In 1940, he was invited both by Rabbi Yitzchak Hutner to teach in the Orthodox Yeshiva Chaim Berlin, and by the Jewish Theological Seminary of America to serve as professor of Hellenism and Jewish literature. Lieberman chose the offer by JTS. Lieberman's decision was motivated by a desire to "train American Jews to make a commitment to study and observe the mitzvot."[2] In Chaim Dalfin's Conversations with the Rebbe (LA: JEC, 1996), pp. 54–63, Prof.
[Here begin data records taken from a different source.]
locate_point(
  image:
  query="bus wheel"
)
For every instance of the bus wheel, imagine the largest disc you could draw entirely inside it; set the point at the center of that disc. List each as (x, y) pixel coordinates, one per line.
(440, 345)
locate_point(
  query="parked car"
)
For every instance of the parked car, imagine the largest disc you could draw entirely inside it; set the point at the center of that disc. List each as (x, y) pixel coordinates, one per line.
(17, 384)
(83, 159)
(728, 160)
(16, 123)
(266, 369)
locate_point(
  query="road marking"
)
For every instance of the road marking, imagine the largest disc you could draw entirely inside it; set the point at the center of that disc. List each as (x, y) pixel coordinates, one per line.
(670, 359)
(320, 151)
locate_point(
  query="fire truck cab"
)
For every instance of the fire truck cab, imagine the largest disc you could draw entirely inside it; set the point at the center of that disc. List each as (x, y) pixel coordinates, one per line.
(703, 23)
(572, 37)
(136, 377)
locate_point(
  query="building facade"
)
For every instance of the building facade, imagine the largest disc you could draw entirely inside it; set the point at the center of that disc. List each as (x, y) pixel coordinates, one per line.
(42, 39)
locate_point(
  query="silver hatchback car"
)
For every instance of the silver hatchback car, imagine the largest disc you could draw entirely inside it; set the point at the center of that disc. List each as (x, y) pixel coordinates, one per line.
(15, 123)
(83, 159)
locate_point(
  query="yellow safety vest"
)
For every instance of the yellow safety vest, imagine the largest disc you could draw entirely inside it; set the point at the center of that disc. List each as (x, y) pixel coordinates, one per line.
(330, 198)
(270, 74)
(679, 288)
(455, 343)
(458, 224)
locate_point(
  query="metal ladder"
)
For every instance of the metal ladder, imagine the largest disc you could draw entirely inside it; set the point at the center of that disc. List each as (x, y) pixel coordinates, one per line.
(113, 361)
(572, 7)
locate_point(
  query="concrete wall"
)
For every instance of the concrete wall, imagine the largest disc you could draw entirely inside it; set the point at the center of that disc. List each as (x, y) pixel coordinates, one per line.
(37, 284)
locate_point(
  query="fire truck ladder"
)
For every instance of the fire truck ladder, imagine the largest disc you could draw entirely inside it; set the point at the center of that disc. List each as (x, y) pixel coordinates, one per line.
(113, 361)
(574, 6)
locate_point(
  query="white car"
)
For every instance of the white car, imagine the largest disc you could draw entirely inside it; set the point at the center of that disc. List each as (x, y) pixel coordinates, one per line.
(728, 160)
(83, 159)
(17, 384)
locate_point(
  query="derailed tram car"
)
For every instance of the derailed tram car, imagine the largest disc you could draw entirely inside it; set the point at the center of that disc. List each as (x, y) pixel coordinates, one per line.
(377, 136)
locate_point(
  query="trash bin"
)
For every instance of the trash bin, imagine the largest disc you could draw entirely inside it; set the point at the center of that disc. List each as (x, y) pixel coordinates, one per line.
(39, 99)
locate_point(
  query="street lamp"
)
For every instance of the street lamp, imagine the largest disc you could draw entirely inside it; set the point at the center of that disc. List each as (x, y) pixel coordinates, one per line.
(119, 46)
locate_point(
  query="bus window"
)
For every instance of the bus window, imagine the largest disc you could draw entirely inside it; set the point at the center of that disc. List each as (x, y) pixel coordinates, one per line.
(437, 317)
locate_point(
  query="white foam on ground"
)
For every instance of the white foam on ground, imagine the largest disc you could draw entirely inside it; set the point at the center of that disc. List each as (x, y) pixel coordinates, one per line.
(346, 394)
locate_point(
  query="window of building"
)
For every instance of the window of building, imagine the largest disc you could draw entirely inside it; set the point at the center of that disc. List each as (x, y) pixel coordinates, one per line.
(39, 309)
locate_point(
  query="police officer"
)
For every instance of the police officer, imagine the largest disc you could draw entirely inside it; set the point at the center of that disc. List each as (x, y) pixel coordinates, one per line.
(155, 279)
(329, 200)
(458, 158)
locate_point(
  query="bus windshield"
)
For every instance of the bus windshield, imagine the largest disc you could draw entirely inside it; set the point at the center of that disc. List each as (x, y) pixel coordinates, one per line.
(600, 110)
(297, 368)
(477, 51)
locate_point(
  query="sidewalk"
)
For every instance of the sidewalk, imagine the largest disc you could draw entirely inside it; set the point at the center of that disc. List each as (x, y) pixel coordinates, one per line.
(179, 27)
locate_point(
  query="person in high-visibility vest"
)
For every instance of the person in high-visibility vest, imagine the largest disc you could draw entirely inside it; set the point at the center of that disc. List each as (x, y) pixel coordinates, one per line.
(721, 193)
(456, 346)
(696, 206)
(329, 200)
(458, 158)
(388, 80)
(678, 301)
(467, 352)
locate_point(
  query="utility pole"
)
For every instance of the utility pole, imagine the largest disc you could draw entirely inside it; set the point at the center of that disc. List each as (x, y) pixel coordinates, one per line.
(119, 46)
Haim Dimitrovski relates that when he was newly hired at JTSA, he asked Rabbi Menachem Mendel Schneerson of Lubavitch whether he should remain in the Seminary, and the response was "as long as Lieberman is there." In 1949, he was appointed dean, and in 1958 rector, of the Seminary's rabbinical school.
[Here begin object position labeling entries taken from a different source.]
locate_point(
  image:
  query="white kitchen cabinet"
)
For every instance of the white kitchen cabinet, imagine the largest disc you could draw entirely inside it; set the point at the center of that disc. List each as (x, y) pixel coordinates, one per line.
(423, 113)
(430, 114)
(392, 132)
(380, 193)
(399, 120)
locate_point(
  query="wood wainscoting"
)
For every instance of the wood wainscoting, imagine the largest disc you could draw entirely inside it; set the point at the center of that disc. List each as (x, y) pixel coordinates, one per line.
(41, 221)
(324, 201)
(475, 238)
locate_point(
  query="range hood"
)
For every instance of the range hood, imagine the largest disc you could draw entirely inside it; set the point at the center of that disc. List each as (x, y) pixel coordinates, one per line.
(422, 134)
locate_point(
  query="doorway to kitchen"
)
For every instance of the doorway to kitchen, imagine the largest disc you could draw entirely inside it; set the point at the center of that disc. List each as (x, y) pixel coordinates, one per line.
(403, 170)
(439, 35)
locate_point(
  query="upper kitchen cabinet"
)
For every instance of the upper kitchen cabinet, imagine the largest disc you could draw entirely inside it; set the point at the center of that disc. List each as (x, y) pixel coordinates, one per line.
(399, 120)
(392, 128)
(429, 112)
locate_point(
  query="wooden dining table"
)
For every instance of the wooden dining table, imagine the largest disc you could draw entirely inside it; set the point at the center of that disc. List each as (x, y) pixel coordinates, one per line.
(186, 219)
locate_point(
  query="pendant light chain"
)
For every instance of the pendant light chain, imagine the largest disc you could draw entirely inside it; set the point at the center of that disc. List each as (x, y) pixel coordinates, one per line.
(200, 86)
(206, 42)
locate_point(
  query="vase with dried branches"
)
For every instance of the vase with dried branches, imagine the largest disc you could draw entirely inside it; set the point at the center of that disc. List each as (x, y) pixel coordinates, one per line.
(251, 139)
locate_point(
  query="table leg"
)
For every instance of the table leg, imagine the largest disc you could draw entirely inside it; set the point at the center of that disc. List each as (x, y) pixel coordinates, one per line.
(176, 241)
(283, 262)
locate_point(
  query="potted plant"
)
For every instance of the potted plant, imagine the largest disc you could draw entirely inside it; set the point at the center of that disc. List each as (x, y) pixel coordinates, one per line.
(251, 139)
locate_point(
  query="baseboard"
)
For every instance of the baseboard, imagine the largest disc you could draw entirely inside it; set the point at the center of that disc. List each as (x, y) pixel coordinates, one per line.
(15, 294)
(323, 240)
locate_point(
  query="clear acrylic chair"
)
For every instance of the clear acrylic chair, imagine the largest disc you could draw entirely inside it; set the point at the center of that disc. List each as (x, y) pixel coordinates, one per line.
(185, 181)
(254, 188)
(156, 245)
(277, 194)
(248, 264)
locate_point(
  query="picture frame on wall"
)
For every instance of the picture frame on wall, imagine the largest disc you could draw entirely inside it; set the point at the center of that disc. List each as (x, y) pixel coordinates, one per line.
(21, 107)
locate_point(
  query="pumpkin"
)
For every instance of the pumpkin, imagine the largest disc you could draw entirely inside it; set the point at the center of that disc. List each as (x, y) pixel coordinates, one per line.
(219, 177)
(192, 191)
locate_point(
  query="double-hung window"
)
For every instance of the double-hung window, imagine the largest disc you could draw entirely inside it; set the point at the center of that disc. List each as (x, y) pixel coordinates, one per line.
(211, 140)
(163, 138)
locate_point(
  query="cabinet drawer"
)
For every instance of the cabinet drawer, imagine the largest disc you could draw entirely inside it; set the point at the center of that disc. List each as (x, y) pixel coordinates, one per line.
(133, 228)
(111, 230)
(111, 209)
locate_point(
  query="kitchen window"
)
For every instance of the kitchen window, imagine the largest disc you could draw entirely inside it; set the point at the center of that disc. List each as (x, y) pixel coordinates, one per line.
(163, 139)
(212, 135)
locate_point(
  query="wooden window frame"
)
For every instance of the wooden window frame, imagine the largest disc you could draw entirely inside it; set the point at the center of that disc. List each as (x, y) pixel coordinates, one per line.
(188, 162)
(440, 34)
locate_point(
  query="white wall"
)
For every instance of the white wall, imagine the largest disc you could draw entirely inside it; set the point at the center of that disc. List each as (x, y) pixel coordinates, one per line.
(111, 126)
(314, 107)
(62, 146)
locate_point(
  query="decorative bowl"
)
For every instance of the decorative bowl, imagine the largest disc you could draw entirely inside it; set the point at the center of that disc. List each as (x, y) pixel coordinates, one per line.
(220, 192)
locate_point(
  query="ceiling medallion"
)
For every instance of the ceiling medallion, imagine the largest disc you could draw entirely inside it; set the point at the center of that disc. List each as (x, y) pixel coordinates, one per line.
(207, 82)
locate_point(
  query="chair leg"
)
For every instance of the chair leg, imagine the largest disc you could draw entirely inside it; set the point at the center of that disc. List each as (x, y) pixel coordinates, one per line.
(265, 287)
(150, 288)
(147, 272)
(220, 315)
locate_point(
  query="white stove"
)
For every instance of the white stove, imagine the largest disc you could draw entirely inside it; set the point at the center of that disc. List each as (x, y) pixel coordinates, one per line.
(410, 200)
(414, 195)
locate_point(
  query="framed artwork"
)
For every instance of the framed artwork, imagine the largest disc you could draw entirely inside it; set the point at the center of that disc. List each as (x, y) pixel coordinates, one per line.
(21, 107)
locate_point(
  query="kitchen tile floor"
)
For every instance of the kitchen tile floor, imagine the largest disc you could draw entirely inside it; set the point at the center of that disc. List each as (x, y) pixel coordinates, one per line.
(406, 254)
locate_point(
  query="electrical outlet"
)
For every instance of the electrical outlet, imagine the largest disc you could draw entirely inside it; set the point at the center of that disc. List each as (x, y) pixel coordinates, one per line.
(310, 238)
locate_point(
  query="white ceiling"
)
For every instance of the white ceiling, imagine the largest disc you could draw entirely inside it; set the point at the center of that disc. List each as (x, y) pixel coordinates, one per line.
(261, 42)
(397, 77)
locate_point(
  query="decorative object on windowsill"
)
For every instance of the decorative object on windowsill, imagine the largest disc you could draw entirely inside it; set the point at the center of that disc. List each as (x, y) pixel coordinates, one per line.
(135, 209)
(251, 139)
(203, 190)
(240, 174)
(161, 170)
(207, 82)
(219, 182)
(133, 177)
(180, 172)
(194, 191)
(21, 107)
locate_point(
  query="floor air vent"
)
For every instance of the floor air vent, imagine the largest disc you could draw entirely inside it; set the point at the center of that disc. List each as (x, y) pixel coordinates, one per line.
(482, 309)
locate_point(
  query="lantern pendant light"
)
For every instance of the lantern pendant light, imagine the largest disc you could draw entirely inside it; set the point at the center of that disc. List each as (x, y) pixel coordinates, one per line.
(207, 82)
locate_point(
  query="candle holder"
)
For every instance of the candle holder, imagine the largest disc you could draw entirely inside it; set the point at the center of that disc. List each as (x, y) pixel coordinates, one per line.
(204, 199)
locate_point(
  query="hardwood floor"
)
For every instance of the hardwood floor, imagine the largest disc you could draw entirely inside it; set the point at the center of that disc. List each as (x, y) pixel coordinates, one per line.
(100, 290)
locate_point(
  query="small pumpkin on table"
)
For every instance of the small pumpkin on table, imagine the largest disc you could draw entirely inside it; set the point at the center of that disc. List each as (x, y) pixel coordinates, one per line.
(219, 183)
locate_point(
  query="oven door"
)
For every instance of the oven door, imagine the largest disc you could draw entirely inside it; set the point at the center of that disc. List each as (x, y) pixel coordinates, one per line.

Lieberman died on March 23, 1983, while flying to Jerusalem for Passover.[3]

Work

In 1929, Lieberman published Al ha-Yerushalmi, in which he suggested ways of emending corruptions in the text of the Jerusalem Talmud and offered variant readings to the text of the tractate of Sotah. This was followed by: a series of text studies of the Jerusalem Talmud, which appeared in Tarbiz; by Talmudah shel Keisaryah (1931), in which he expressed the view that the first three tractates of the order Nezikin in the Jerusalem Talmud had been compiled in Caesarea about the middle of the fourth century C.E.; and by Ha-Yerushalmi ki-Feshuto (1934), a commentary on the treatises Shabbat, Eruvin, and Pesahim of the Jerusalem Talmud (this was the first volume of a series that was never finished). His preoccupation with the Jerusalem Talmud impressed him with the necessity of clarifying the text of the tannaitic sources (rabbis of the first two centuries of the common era), especially that of the Tosefta, on which no commentaries had been composed by the earlier authorities (Rishonim), and to whose elucidation few scholars had devoted themselves in later generations.
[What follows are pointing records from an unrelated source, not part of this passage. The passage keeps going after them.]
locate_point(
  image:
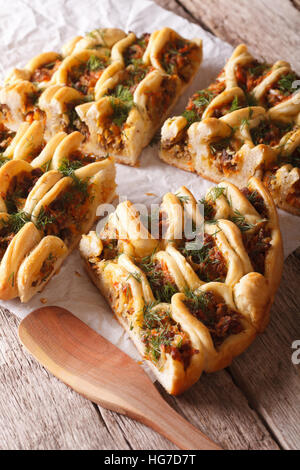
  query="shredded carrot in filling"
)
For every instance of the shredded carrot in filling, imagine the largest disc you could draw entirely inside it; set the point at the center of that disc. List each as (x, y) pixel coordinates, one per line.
(178, 57)
(207, 260)
(257, 201)
(19, 188)
(293, 197)
(6, 136)
(159, 101)
(281, 90)
(162, 335)
(84, 77)
(134, 53)
(65, 215)
(257, 245)
(250, 75)
(293, 158)
(198, 103)
(6, 237)
(216, 315)
(269, 133)
(46, 269)
(45, 72)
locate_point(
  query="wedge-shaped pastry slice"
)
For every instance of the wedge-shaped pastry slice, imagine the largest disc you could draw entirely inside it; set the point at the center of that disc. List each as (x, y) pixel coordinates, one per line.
(96, 39)
(253, 212)
(39, 266)
(244, 124)
(39, 70)
(18, 103)
(160, 288)
(223, 331)
(145, 79)
(18, 237)
(83, 70)
(68, 209)
(172, 349)
(58, 103)
(17, 178)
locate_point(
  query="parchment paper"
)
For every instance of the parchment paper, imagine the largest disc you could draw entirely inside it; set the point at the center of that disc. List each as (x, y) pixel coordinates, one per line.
(30, 27)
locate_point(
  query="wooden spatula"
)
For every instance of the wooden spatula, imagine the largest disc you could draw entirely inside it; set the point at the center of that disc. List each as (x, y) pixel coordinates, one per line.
(101, 372)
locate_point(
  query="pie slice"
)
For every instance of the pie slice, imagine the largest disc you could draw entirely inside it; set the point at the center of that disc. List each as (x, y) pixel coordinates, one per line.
(244, 124)
(192, 284)
(49, 195)
(113, 87)
(136, 93)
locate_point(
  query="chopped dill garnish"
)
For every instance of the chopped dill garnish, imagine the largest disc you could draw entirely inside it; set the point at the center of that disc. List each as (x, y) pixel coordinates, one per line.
(94, 63)
(43, 219)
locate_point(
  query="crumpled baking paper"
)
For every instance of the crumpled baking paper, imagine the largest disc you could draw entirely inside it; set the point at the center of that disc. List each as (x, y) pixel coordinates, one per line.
(30, 27)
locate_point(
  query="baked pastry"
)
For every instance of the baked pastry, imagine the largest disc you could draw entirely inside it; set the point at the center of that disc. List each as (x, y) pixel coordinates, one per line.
(244, 124)
(49, 195)
(138, 90)
(113, 87)
(193, 284)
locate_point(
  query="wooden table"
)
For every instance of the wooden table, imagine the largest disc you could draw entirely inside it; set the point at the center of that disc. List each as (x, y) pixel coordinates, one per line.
(255, 403)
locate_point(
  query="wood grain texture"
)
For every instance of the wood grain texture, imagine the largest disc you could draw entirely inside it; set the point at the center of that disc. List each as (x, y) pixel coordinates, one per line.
(253, 405)
(104, 374)
(39, 412)
(269, 27)
(266, 374)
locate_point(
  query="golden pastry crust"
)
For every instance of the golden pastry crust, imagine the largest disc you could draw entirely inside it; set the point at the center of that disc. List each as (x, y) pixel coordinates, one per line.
(204, 282)
(33, 179)
(136, 93)
(114, 88)
(244, 124)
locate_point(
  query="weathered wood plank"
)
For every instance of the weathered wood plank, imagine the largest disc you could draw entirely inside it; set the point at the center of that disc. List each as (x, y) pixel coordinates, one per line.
(269, 27)
(39, 412)
(219, 408)
(266, 374)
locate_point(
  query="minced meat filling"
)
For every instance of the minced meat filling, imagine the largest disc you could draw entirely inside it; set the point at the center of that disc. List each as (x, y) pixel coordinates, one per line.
(162, 335)
(6, 237)
(281, 90)
(6, 136)
(19, 188)
(45, 72)
(216, 315)
(208, 261)
(250, 75)
(257, 201)
(161, 281)
(82, 158)
(269, 133)
(134, 53)
(84, 77)
(198, 103)
(159, 101)
(257, 245)
(110, 249)
(46, 269)
(293, 197)
(224, 154)
(177, 57)
(66, 214)
(293, 159)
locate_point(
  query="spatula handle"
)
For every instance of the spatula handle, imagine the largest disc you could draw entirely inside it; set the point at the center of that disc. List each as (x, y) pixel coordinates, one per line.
(174, 427)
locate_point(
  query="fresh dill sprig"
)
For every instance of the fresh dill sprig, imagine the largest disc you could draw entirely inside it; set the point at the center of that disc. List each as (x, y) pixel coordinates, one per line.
(94, 63)
(44, 219)
(191, 116)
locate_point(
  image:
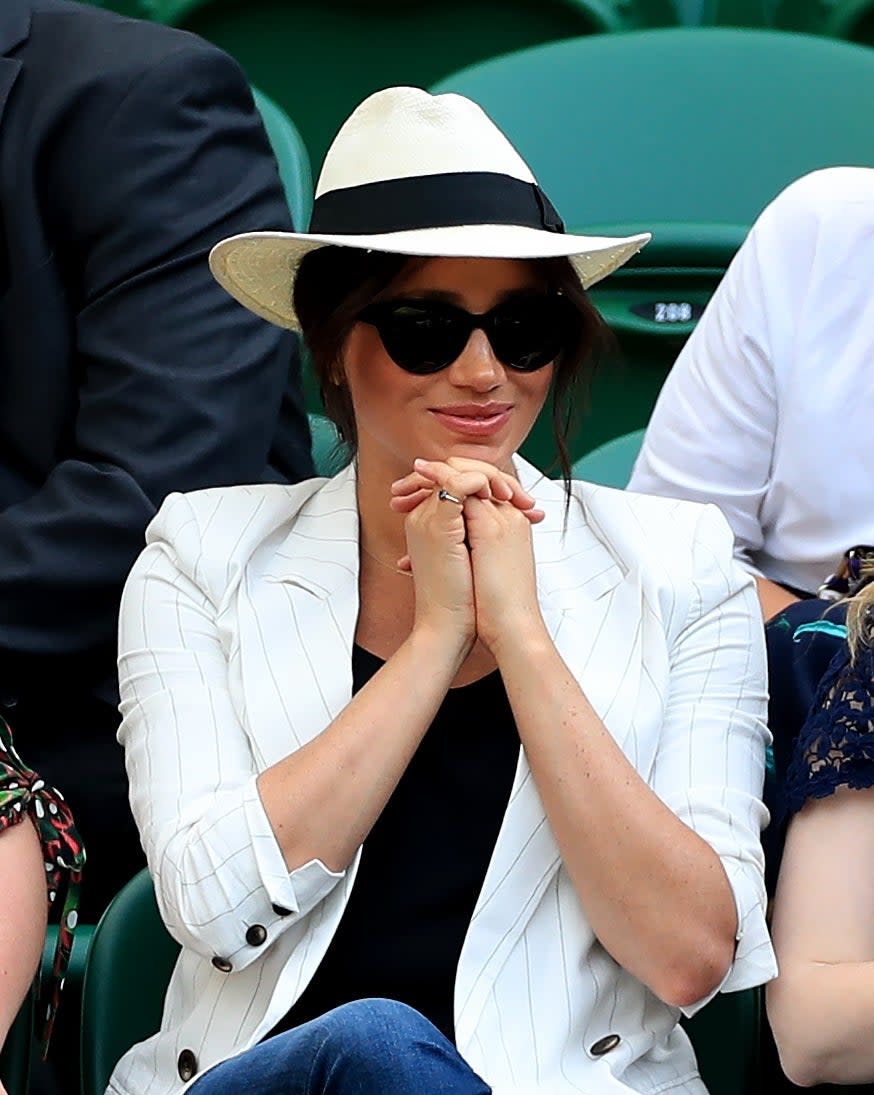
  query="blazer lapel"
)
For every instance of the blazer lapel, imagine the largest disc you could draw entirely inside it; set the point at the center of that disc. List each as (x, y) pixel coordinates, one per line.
(302, 608)
(14, 27)
(591, 609)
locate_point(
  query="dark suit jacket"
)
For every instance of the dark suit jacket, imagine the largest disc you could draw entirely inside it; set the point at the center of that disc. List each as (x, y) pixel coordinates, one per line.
(126, 151)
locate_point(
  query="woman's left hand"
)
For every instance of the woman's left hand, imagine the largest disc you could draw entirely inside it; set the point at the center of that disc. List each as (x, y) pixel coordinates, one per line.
(429, 474)
(498, 519)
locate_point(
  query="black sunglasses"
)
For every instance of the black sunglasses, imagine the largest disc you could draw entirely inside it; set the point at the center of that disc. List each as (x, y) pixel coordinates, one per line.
(526, 332)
He published the four-volume Tosefeth Rishonim, a commentary on the entire Tosefta with textual corrections based on manuscripts, early printings, and quotations found in early authorities.[4] He also published Tashlum Tosefta, an introductory chapter to the second edition of M. S. Zuckermandel's Tosefta edition (1937), dealing with quotations from the Tosefta by early authorities that are not found in the text.

Years later, Lieberman returned to the systematic elucidation of the Tosefta. He undertook the publication of the Tosefta text, based on manuscripts and accompanied by brief explanatory notes, and of an extensive commentary called Tosefta ki-Fshuṭah. The latter combined philological research and historical observations with a discussion of the entire talmudic and rabbinic literature in which the relevant Tosefta text is either commented upon or quoted. Between 1955 and 1973, ten volumes of the new edition were published, representing the text and the commentaries on the entire orders of Zera'im, Mo'ed and Nashim. Furthermore, in 1988, three volumes were published posthumously on the order of Nezikin, including tractates Bava Kama, Bava Metzia, and Bava Basra. The entire set was republished in the 1990s in thirteen volumes, and again in 2001 in twelve volumes.

In Sifrei Zuta (1968), Lieberman advanced the view that this halakhic Midrash was in all likelihood finally edited by Bar Kappara in Lydda.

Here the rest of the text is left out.